If the country is to turn its economic fortunes around—and hence its ability to deliver services and a decent quality of life to its citizens—a number of measures will be necessary.
• Restrictive legislation that leads to inefficiencies and low productivity must be withdrawn.
• Legislation that promotes both domestic and foreign investment must be encouraged, rather than discouraged.
• The country’s infrastructure must be enhanced to support growth.
• South Africa’s goods-producing primary and downstream industries must be developed.
• Many of the country’s state assets, which are performing inadequately, must be privatised, and control handed to the private sector.
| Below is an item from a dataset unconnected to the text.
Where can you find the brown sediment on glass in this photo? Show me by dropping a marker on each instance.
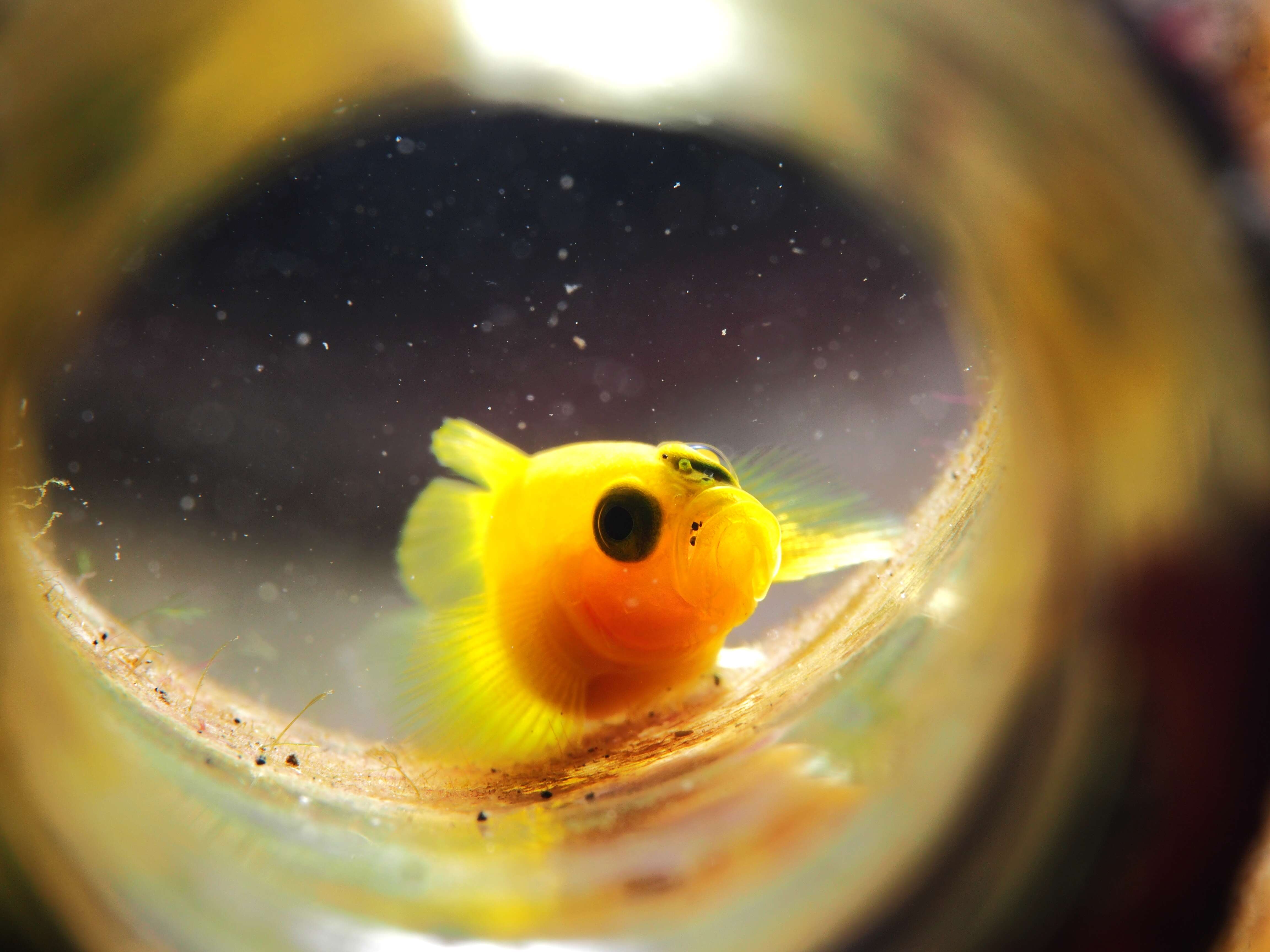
(727, 711)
Individual freedom and true economic independence will only come by focusing on those factors that increase economic growth. Countries that do not participate in the process of globalisation, or which introduce inferior or inadequate policies as compared to those of developed or other developing countries, run the risk of becoming comparatively less competitive in the global economy. Such a fate awaits South Africa, unless its political leadership wakes up.